For considerations about W. Davis' Masking the Blow, 1992 (and critics to the in-dept analysis of Narmer palette and to the general theory of the book, e.g. the motifs' "chains of replications" and the development in the "masking" of the hunter's or sovereign's "blow") cf. K.M. Cialowicz review in: BiOr 52 5/6, 1995, 625-631 and R. Tefnin's in: CdE 71, 1996, 274-276.
[8] Rituals are -correctly IMO- supposed to have taken place within the enclosures; O'Connor has convincingly traced the genesis of the Step Pyramid complex out of the Early Dynastic Enclosures and, as already advanced in the past, the function of these structures as loci of important ceremonies cannot be challenged (also cf. N. Alexanian, in: Grimal ed., Les Criters de datation... 1998).

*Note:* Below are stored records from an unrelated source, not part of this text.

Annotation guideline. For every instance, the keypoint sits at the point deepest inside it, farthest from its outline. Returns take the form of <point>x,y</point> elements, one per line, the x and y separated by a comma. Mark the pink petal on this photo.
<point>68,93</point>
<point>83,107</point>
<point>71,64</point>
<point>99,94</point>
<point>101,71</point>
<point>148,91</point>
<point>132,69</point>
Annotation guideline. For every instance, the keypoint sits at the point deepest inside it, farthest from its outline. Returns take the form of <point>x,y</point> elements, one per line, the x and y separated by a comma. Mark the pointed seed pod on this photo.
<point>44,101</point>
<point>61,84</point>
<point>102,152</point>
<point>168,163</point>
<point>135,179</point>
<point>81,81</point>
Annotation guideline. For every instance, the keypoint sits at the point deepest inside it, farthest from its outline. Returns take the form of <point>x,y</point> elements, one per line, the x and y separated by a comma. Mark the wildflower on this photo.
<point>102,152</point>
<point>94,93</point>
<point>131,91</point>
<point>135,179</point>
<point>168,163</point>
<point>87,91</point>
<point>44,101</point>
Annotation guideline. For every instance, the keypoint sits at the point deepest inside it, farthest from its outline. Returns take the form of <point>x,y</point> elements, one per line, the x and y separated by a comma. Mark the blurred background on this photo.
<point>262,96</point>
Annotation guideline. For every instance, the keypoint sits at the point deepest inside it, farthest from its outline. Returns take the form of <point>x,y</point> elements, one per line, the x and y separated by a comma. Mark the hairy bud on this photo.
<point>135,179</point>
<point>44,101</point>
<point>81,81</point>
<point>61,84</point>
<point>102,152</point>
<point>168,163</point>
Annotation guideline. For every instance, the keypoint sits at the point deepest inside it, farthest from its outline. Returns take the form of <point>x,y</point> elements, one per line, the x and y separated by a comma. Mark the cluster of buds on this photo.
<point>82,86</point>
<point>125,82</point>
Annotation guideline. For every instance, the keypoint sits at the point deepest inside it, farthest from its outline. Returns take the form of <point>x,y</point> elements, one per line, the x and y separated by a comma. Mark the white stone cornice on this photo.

[9] (Sed-Festival). Item nr. 1: Hierakonpolis Macehead; nr. 2: Narmer Macehead; nr. 3: Aha label; nr. 4: Aha fragmentary labels; nr. 5: Djer label; nr. 6: Djer seal impression (Petrie, RT II, pl. 15.108); nr. 7: Djer seal impression (Kaplony, IAFS, fig. 1032); nr. 8: Djet label; nr. 9: Den label; nr. 10: Den seal impression (Emery, The tomb of Hemaka, 1938, 64, fig. 26); nr. 11: Den label; nr. 12 is missing; nr. 13: recently found example of label nr. 11; nr. 14: Saqqara carved limestone slab reused in a Third Dynasty tomb cutting S3507; nr. 15: Adjib stone vessels (see fig. 1; fig. 2); nr. 16: Qa'a stone vessels (see fig. 1, fig. 2, fig. 3).
[10] Already on the tomb U-j tags at least four different wading birds are distinguished (cf. G. Dreyer, Umm el-Qaab I, 1998, 125-135): Heron, stork, crested ibis and crane. These certainly had different meaning and phonetic value.
[11] After the figure of the standing golden statue of Den: Msn (or Hor Mesen/Menes[ty]), the Harpooner (cf. WB II, 145, 9).
[12] Cf. similar portraits of Ta-Setyw on the Siali seal, the Metropolitan Museum knife handle (boss side, lower right), the Qustul t. L24 incense burner, the Gebel Sheikh Suleiman graffito and perhaps also the Archaic Horus incense burner (Qustul t. L11).